Autre triomphatrice, Tamara Wilson déploie un chant aux infinies nuances, soutenu par une voix d’une grande beauté, pleine et homogène sur toute sa tessiture. Tout y est et tout lui sourit ce soir : des piani superbes, des aigus filés d’anthologie, un sens de la tragédie inouï, un parlando époustouflant dans le monologue de Phèdre, une émission parfaitement contrôlée. Les deux grands airs archi connus (et exécutés à la perfection) que la partition lui donne apparaissent presque comme anecdotiques tant sa présence est intense.
Face à elle la rivale interprétée par Clémentine Margaine appelle tout autant d’éloges. La voix large, au matériau dense et épais est parfaitement homogène et délivre des graves somptueux. L’interprétation du personnage est vénéneuse à souhait, jouant avec une incroyable facilité des changements de registre, sans jamais surjouer, incarnant avec réussite une femme amère et délaissée.

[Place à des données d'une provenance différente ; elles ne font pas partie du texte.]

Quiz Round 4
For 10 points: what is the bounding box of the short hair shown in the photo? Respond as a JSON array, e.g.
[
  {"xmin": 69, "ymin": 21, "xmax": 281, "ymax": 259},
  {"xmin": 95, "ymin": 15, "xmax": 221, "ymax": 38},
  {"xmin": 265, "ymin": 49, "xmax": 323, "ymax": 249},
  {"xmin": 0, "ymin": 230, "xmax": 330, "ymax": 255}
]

J’ai été un peu moins séduit par le Maurice de Saxe de Brian Jagde, qui a pourtant une très belle prestance, une incontestable puissance d’émission, un aigu brillant et un timbre très chaleureux mais dont l’interprétation m’a semblé manquer un peu de subtilité et de diversité dans l’interprétation d’un personnage qui appellerait de mon point de vue un peu plus d’ambiguïté.
Epaté en revanche par le Michonnet de Misha Kiria qui aligne un chant d’une vivacité séduisante et d’une très grande élégance, dépourvu d’effets faciles. Le timbre est superbe, le chanteur varie les couleurs et les nuances, déployant un vrai talent dans le mesa di voce et rendant très émouvant ce personnage crucifié par la déception amoureuse.
Le duo des complices Bouillon et Chazeuil est assez convaincant même si la basse très sonore de Maurizio Muraro étouffe un peu la subtilité du chant du ténor Robert Lewis.
Les quatre comédiens (Giulia Scopelliti, Thandiswa Mpongwana, Pete Thanapat et Léo Vermot-Desroches) sont tout à fait à la hauteur avec une mention toute particulière pour l’élégance de chant de Léo Vermot Desroches qui transparait même dans ce petit rôle de Posson.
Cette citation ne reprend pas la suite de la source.